I'm using Corel Draw X6. I have drawn a vector curve facing to the left. When I rotate it to the right, reangle and resize, it becomes jagged. How can I fix this.
1 Answer
If you are making a path and stroking a line on it, this is more likely a raster line which then suffers from scaling as you observed. Unfortunately, vector images cannot totally eliminate aliasing, since aliasing is a byproduct of rendering a vector image to the screen.
With vector art that is purely curves with no raster textures nor effects, the art is stored as "the math" used to create the curves and lines. What this means is that there is no aliasing present in the drawing itself until it is rendered to the screen, printer, or printing plate. The drawing is an idealized description.

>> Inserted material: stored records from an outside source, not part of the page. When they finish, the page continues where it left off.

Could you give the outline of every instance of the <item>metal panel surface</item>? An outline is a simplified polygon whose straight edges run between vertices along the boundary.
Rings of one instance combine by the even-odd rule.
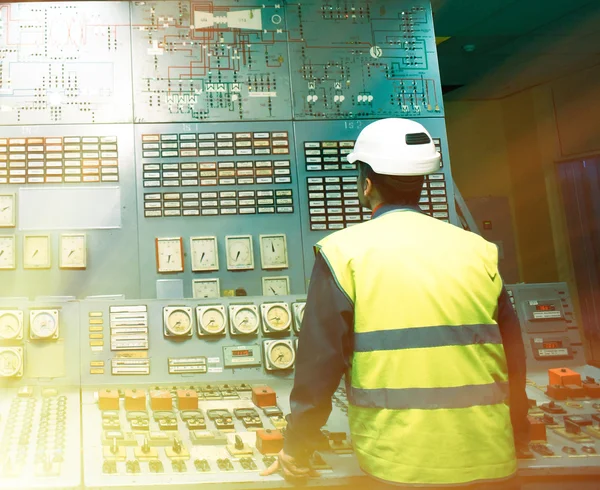
[[[294,118],[443,114],[428,1],[296,2],[286,12]]]
[[[39,169],[46,174],[50,171],[66,173],[74,168],[80,173],[86,175],[89,169],[97,173],[109,169],[110,172],[117,171],[118,174],[107,174],[111,178],[118,178],[117,190],[120,192],[120,209],[115,210],[113,201],[105,202],[98,200],[96,205],[99,208],[99,215],[110,211],[111,214],[120,214],[121,227],[114,229],[90,229],[85,230],[87,237],[87,267],[84,270],[61,270],[59,269],[59,246],[60,236],[69,233],[81,233],[77,229],[61,228],[55,229],[51,224],[51,219],[46,229],[36,229],[35,231],[20,228],[4,228],[2,235],[14,235],[16,239],[16,269],[3,270],[2,280],[0,281],[1,296],[27,296],[34,298],[37,296],[77,296],[79,298],[93,294],[116,294],[122,293],[127,297],[139,296],[139,272],[137,262],[137,217],[136,217],[136,188],[135,188],[135,168],[133,163],[133,126],[132,125],[78,125],[78,126],[25,126],[25,127],[4,127],[0,129],[0,138],[6,138],[9,142],[14,140],[44,140],[52,141],[53,138],[61,140],[60,144],[54,146],[78,145],[83,147],[83,141],[90,138],[90,141],[102,141],[102,138],[110,138],[118,145],[118,158],[106,160],[109,166],[102,165],[105,160],[78,160],[78,167],[71,167],[71,161],[64,158],[63,153],[45,153],[45,166]],[[78,139],[79,143],[69,143],[70,139]],[[92,145],[102,145],[102,143],[87,143]],[[83,154],[83,152],[80,152]],[[101,152],[97,152],[101,154]],[[61,159],[52,160],[53,164],[58,166],[48,166],[49,155],[60,154]],[[96,157],[98,158],[98,157]],[[86,162],[94,162],[95,166],[87,166]],[[29,161],[28,163],[30,163]],[[83,162],[83,164],[82,164]],[[0,166],[2,162],[0,162]],[[37,168],[37,167],[36,167]],[[29,172],[30,168],[27,169]],[[9,170],[10,171],[10,170]],[[64,175],[66,178],[67,175]],[[59,176],[60,178],[60,176]],[[98,177],[100,179],[100,177]],[[80,178],[81,180],[81,178]],[[27,205],[32,201],[28,198],[31,192],[45,192],[49,187],[53,189],[64,189],[65,193],[70,193],[74,189],[86,189],[90,186],[95,189],[111,189],[114,193],[115,183],[107,182],[63,182],[62,184],[0,184],[0,193],[11,193],[16,195],[17,220],[19,216],[19,197],[23,191],[27,198]],[[102,193],[102,192],[100,192]],[[78,202],[71,203],[72,215],[76,215]],[[106,209],[109,207],[110,209]],[[64,222],[64,217],[57,217],[56,221]],[[91,222],[90,222],[91,223]],[[39,224],[39,223],[38,223]],[[81,223],[79,223],[81,225]],[[51,242],[51,265],[49,269],[31,269],[23,268],[23,241],[26,235],[47,235]]]
[[[132,121],[129,2],[0,3],[0,125]]]
[[[136,122],[291,117],[282,5],[132,2],[131,11]]]
[[[155,297],[155,281],[167,278],[183,279],[184,293],[188,298],[192,297],[192,279],[203,278],[219,278],[222,290],[243,288],[248,295],[256,296],[262,294],[262,277],[289,276],[292,292],[305,291],[302,236],[298,227],[300,198],[296,181],[291,123],[153,124],[136,125],[135,130],[141,297]],[[275,145],[274,141],[277,141],[276,135],[279,133],[282,133],[279,141],[286,141],[289,146]],[[248,135],[266,134],[269,134],[269,138],[245,139]],[[283,134],[287,136],[284,138]],[[211,139],[204,139],[207,135],[211,136]],[[222,135],[231,138],[223,138]],[[238,138],[239,135],[244,138]],[[185,139],[192,136],[194,139]],[[148,143],[149,137],[158,138],[160,143]],[[173,142],[165,138],[175,139]],[[189,150],[184,149],[183,145],[190,142],[196,142],[199,147],[198,153],[202,151],[218,153],[222,150],[234,153],[233,149],[228,149],[234,147],[237,153],[239,149],[248,148],[238,146],[242,142],[244,144],[252,142],[255,145],[257,142],[261,142],[261,145],[264,142],[269,144],[253,149],[250,146],[253,152],[250,155],[190,157],[157,155],[159,151],[162,155],[171,154],[166,152],[185,155]],[[148,144],[160,144],[161,147],[175,145],[174,147],[178,149],[144,149],[143,145]],[[219,147],[222,144],[231,144],[231,147]],[[286,153],[272,154],[278,148],[284,148]],[[270,154],[256,154],[257,149],[269,151]],[[259,183],[262,182],[261,179],[264,179],[265,183]],[[289,182],[278,183],[278,179],[289,180]],[[261,193],[265,192],[273,195],[261,196]],[[291,196],[278,197],[278,192],[291,193]],[[291,204],[289,199],[292,200]],[[246,204],[251,201],[254,203]],[[155,206],[154,203],[159,205],[158,208],[149,207]],[[186,215],[192,211],[196,215]],[[242,214],[246,211],[253,211],[253,213]],[[229,212],[234,214],[226,214]],[[160,215],[154,216],[152,213],[160,213]],[[170,213],[175,215],[169,215]],[[289,268],[276,271],[261,269],[259,235],[271,233],[286,234]],[[230,235],[252,235],[253,270],[227,270],[225,238]],[[190,237],[193,236],[217,237],[218,271],[201,273],[191,271]],[[159,274],[157,272],[155,239],[159,237],[183,238],[185,254],[183,273]]]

When rendered there is usually a square grid and on the screen this is a square grid of pixels. Aliasing happens when the grid is too course to describe a curve smoothly. The solution to this is to make the grid finer. This means increasing the number of pixels in the same area. The aliasing never goes away, but it becomes smaller. On a normal printed page, the aliasing is small enough that it is indistinguishable at arms length.
Obviously, the pixel grid of a screen is fixed and cannot be made smaller, but vectors still benefit from the ability to scale them up for e.g. dynamic websites. Raster images lose quality when scaling up because you are scaling up already-rendered aliasing.